流石は「関西の聖女」、速攻かつ的確な一撃だ。
大蜘蛛は断末魔を上げる暇もなく霧散し、捕まっていた探索者たちがドサドサと落ちてくる。
 
​「大丈夫か自分ら!」
 
「た、助かった……! あんた、西宮さんとこの……!」
 
​救助された探索者たちは、青ざめた顔で佐古に縋り付いた。
だが、彼らの顔色はまだ優れない。
 
​「逃げろ……早く! あいつはただの『兵隊』だ!」
「兵隊?」
「奥にいるんだよ……もっとヤバい、『母蜘蛛(マザー・スパイダー)』が!!」
 
​その言葉を裏付けるように、迷宮の奥から地響きのような音が近づいてくる。
 
ズズズズズ……。
 
現れたのは、先ほどの大蜘蛛が可愛く見えるほどの、超巨大な蜘蛛の影だった。
通路の幅いっぱいに広がるその姿は、まさに絶望の具現化。
 
​「チッ……話が違うで! マザーなんか聞いてへんわ!」
 
​佐古は瞬時に判断した。
今の戦力、それに負傷した探索者たちを守りながらの戦闘はリスクが高すぎる。
 
​「撤退や! 全員、出口まで走れ! オレが殿(しんがり)務めたる!」
「りょ、了解!」
 
​探索者たちが走り出し、木守もスマホを構え直す。
だが――。
 
​「ふっ……逃げる必要などない」
 
​一人だけ、場違いな声を上げる少女がいた。
緑のジャージを風にはためかせ、彩が一歩前へ出る。
 
​「彩! アホなこと言うな! 下がれ!」
 
「ノンノン、佐古よ。貴様は言ったな? 『実力違いの魔物』だと」
 
​彩は眼帯に手をかけた。
その口元が、三日月のように歪む。
 
​「ならば教えてやろう。
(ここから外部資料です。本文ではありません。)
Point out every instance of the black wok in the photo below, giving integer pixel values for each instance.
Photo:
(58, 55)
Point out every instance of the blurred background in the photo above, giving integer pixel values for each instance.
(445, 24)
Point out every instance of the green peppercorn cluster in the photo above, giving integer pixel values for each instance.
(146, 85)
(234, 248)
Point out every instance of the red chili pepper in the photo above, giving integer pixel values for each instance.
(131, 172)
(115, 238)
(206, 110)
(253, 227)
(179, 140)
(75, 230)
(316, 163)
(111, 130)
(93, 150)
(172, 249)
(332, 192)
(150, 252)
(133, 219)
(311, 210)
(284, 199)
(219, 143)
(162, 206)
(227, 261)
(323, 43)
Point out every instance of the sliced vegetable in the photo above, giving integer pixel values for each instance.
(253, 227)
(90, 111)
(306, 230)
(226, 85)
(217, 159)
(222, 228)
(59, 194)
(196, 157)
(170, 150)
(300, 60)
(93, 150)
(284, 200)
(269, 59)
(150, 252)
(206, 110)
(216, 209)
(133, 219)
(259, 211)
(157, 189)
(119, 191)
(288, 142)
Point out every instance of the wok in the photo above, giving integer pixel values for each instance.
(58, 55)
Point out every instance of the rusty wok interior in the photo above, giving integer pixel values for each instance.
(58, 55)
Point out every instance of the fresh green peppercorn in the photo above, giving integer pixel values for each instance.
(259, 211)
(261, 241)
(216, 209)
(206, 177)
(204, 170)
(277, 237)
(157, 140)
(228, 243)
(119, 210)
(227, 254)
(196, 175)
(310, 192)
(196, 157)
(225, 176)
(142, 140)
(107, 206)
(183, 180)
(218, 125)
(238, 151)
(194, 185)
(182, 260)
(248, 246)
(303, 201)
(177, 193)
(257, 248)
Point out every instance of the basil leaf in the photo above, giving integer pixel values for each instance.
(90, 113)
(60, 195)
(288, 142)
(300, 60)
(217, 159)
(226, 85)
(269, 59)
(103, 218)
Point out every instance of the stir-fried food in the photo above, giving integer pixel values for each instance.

真の『イレギュラー』とはどういうものかを……!」
 
​「ちょ、待って! アンタまさか……!」
 
木守が何かに気づき、悲鳴のような声を上げたが、もう遅い。
 
​「唸れ、我が右目! 深淵の門よ、今こそ開け!!」
 
​彩が眼帯を外した瞬間。
 
そこにあったのは目玉ではなく――
 


底なしの『闇』だった。


  
​ドッバアアアアアアアアアン!!
 
​それは「召喚」などという生易しいものではなかった。
彩の右目から、黒い粘液のような『闇』が、決壊したダムのように奔流となって噴き出したのだ。
 
​「うわああああああ!?」
「なんじゃこりゃあああ!?」
 
​黒い津波は、迫りくるマザー・スパイダーだけでなく、逃げ遅れた探索者たち、そして佐古と木守までも一瞬で飲み込んだ。
 
​視界が黒一色に染まる。
だが不思議と息苦しさはなく、むしろ温かいゼリーに包まれているような感覚。
その中で、佐古たちは見た。
絶対的な捕食者であったはずのマザー・スパイダーが、黒い闇の中でなす術なく分解され、文字通り「消化」されていく様を。
 
​……数分後。
闇が引き潮のように彩の右目に戻っていくと、そこには何も残っていなかった。
魔物も、蜘蛛の巣も、迷宮の汚れすらも。
ただ、ツルツルに磨き上げられた床と、ヌルヌルになった探索者たちが転がっているだけ。
 
​「ふぅ……満腹だ」
 
​彩は眼帯を付け直し、ゲップを一回してから、自信満々のドヤ顔でピースサインを作った。
 
​「どうだ佐古! 全員無傷で救出したぞ! 感謝していいぞ!」
 
​シーン……と静まり返る現場。
探索者たちは腰を抜かして泡を吹いている。
木守は冷や汗で化粧が落ちた顔のまま、ガクガクと震えている。
 
​そして佐古は――。
 
​「……やりすぎや君ィィィィィィィッ!!!」
 
​パァァァン!!
 
​佐古の強烈なツッコミ(ハリセン)が、彩の頭に炸裂した。
 
​「いっったぁ!? なんで!? 完璧な勝利だっただろ!?」
 
「どこがじゃ! 探索者まで食うてどうすんねん! トラウマで廃業したらお前のせいやぞ!!」
 
「ちゃんと『吐き出した』だろ! 消化したのは蜘蛛だけだ!」
 
「そういう問題ちゃうわ!!」
 
​阿鼻叫喚の迷宮出口。
その騒ぎの報告を受けた迷宮管理庁の一室で、佐奈は静かに胃薬の封を切ったという。